O nível socioeconômico demonstrou importância na contribuição para o óbito neonatal em todos os modelos.
O risco de morte em recém‐nascidos foi maior quando a mãe tinha história de perda fetal anterior, perdeu significância com a introdução das variáveis do nível seguinte. A gestação de risco apresentou maior chance de óbito neonatal até quando ajustada para todas as outras variáveis.
No modelo III, a peregrinação por procura de serviços de saúde antes do parto indicou aumento de risco para o óbito, o mesmo ocorreu com a adequação do pré‐natal. A ausência de pré‐natal aparece como fator de risco ao óbito neonatal, seu efeito provavelmente passa a ser indireto no modelo IV. Já a ausência de profissional na assistência ao parto apresenta efeito direto até no modelo IV, aumenta o risco de óbito em quase quatro vezes. Bebês de mães que esperaram mais de quatro horas para o atendimento antes do parto apresentaram mais do que o dobro de risco de óbito quando comparados com os de mães que aguardaram menos de meia hora (modelo IV).
A malformação congênita apresentou forte associação com o desfecho. A prematuridade apresentou grande aumento ao risco de óbito neonatal, quatro vezes mais entre os prematuros moderados e limítrofes em relação aos nascidos a termo e 73 vezes mais entre os prematuros extremos, apesar de sua imprecisão devido à extensa amplitude do intervalo de confiança.
Pela análise do critério de Akaike percebe‐se que a inclusão das variáveis em cada nível do modelo melhora o ajuste, o modelo IV é o mais completo na explicação do óbito neonatal, nessa população.
DiscussãoA grande vantagem da análise hierarquizada é permitir analisar a influência das variáveis distais, valorizar sua importância e força de associação mesmo com a inclusão das variáveis de outros níveis, mais proximais, que costumam trazer para si a força de associação com o desfecho. Para, além disso, é possível observar o efeito de cada variável ao longo dos diferentes níveis de hierarquia no modelo teórico.

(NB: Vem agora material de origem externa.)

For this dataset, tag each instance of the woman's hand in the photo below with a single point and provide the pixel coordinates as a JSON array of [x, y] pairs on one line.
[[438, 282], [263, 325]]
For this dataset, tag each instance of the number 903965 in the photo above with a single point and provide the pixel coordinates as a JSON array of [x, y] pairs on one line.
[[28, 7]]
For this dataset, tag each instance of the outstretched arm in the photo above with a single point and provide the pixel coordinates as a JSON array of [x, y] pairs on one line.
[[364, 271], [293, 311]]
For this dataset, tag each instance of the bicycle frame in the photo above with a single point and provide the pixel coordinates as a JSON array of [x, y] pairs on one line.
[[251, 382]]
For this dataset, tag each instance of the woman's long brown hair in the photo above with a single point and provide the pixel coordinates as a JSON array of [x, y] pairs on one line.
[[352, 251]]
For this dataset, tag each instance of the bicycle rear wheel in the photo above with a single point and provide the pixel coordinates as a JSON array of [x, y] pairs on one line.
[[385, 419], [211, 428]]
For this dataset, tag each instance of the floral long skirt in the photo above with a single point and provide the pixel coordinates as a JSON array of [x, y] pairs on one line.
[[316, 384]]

O nível socioeconômico, importante marcador da condição de vida, fez parte do modelo de explicação do óbito neonatal. Outros estudos também encontraram associação do óbito neonatal com variáveis socioeconômicas.9–11
Uma pesquisa nacional entre 2000 a 2007 observou que o acesso geográfico à maternidade tinha associação significativa com a renda e, mesmo controlado por outras variáveis, exercia influência na mortalidade infantil.12
Idade materna e cor da pele materna não permaneceram na regressão logística múltipla hierarquizada, diferentemente dos resultados de alguns estudos anteriores.10,13 Essas mesmas variáveis não apresentaram significância estatística no estudo de uma coorte nacional.14
A escolaridade materna não apareceu como variável associada ao óbito infantil. Em contraposição, um outro estudo encontrou associação entre essa variável e o óbito neonatal.14 O sexo do bebê não demonstrou associação com o óbito neonatal nem mesmo na análise bivariada, de maneira divergente dois estudos encontraram o sexo masculino como fator de risco de morte em recém‐nascidos.13,14
No atual estudo, a análise hierarquizada identificou a peregrinação durante o parto como variável associada à mortalidade neonatal, de maneira consonante a uma coorte nacional de nascidos vivos.14
A história de perda anterior e o pré‐natal inadequado foram considerados fatores de risco no atual estudo, concordou com outros estudos.13–15 A variável adequação do pré‐natal foi associada ao óbito neonatal em um estudo, apresentou gradiente, a categoria “Inadequado” foi a de maior risco.14 Outros estudos apresentaram a não feitura e inadequação do pré‐natal como fatores de risco à mortalidade neonatal e neonatal precoce.13,16
A categoria de tempo de espera maior do que quatro horas para atendimento ao parto apareceu como fator de risco ao óbito neonatal, mesmo após inclusão das variáveis no nível proximal. Tal evidência aponta a importância do acesso ao atendimento ao parto em tempo oportuno. Lansky et al.14 consideram a parturiente como uma urgência, deve receber atendimento imediato no serviço de saúde.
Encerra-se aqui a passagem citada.